Phillip Stearns’s installation on nuclear energy in the Burchfield Penney project room is something to see and contemplate. The work transforms the space into an enormous Geiger counter—comprising actually 92 individual Geiger counters, for the 92 electrons in the uranium atom—registering the ambient environment barrage of cosmic radiation in light flashes and audible crackle on a magnificent chandelier of hanging vertical bar lights.
The work is said to be inspired by the disaster at the Japanese Fukushima Daiichi nuclear power plant four years ago when it was struck by a tsunami triggered by a nearly 9.0 magnitude earthquake in the Pacific Ocean. Meltdowns occurred in three of the plant’s six nuclear reactors, releasing substantial radioactive material in the terrestrial vicinity and adjacent ocean waters and necessitating evacuating the population for miles around the plant site. It was the second-worst nuclear plant disaster in history, after Chernobyl in 1986 in what was then the Soviet Union.
The random flicker of lights and accompanying Geiger static establish a mood and theme of instability, incertitude, unpredictability, with regard to numerous aspects and features of the atomic subject matter. Fundamental instability of the uranium element. Randomness character of all types and forms of radiation activity. Environmental issues and concerns related to nuclear power production, including geological concerns. The unpredictability of earthquake and tsunami events such as resulted in the Fukushima disaster. A theme and mood underscored by the ambiguity of the work title: A Chandelier for One of Many Possible Ends. Ends in the sense of purposes? Or endings? Ways the world might end? With a bang or a flicker.
A recent report in the British Guardian newspaper on the current state of the Fukushima cleanup pointed out that each day about 400 metric tons of groundwater flows “from hills behind the plant into the basements of the three stricken reactors, where it mixes with coolant water being used to prevent melted fuel from overheating and triggering another major accident.” In the process, the groundwater becomes nuclear contaminated. Some of the water is pumped from the basements and stored in holding tanks, “but large quantities find their way to other parts of the site, including maintenance trenches connected to the sea.” In addition to the water flowing to the sea, so far the operation has accumulated about 500,000 metric tons of contaminated water in more than 1,000 tanks. Ultimately, of course, tanks leak.

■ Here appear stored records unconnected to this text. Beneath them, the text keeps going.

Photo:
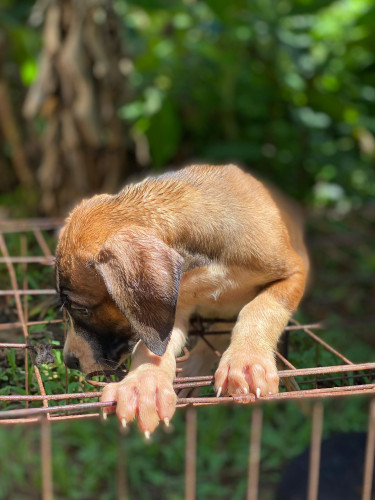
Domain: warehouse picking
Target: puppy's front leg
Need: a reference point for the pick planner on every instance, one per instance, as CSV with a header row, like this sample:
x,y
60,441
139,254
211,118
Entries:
x,y
248,365
147,391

The contaminated water is the most pressing issue. Another vital concern though is removal of fuel rods from the damaged facilities. Workers recently completed removal of some thirteen hundred fuel rods from a reactor damaged in a hydrogen explosion following the initial disaster. The Guardian report says “some experts had warned of a potential catastrophe had the fuel rods collided or been damaged during the operation.” The report says one Japanese official “went as far as claiming that ‘the fate of Japan and the whole world’ depended on the successful removal” of the fuel rods in this case.
But even more dangerous and difficult jobs lie ahead. The project has yet to begin removing melted fuel from the most damaged reactors, where radiation levels are too high to allow humans to approach. Nor do operators even know just where the damaged fuel is located in these facilities. The Guardian report says the dangers posed by this prospective phase have forced the operators to postpone the planned start of fuel removal from the first of the reactors until 2025.
Cleanup and decommissioning of the entire plant is expected to take at least 40 years. Likely an optimistic estimate.
Following the Fukushima disaster, Germany determined to close all its reactors by 2020 and Italy has banned nuclear power. But nuclear power in the rest of the world in recent years, including the United States, has been and remains a growth industry. In addition to ever-increasing world energy demands, there is the climate change issue. Nuclear power production produces virtually no carbon dioxide, the major greenhouse gas. The World Nuclear Association points out that, “as concern about climate change has grown, a number of high-profile environmentalists have decided that climate change is a more serious problem than their previous concerns with nuclear power.” Among the “high-profile environmentalists” who have thus come around, they list Stewart Brand, but not Bill McKibben.
Well in the forefront among nations in plans underway for nuclear power production is China.
The Phillip Stearns installation remains up through April 12.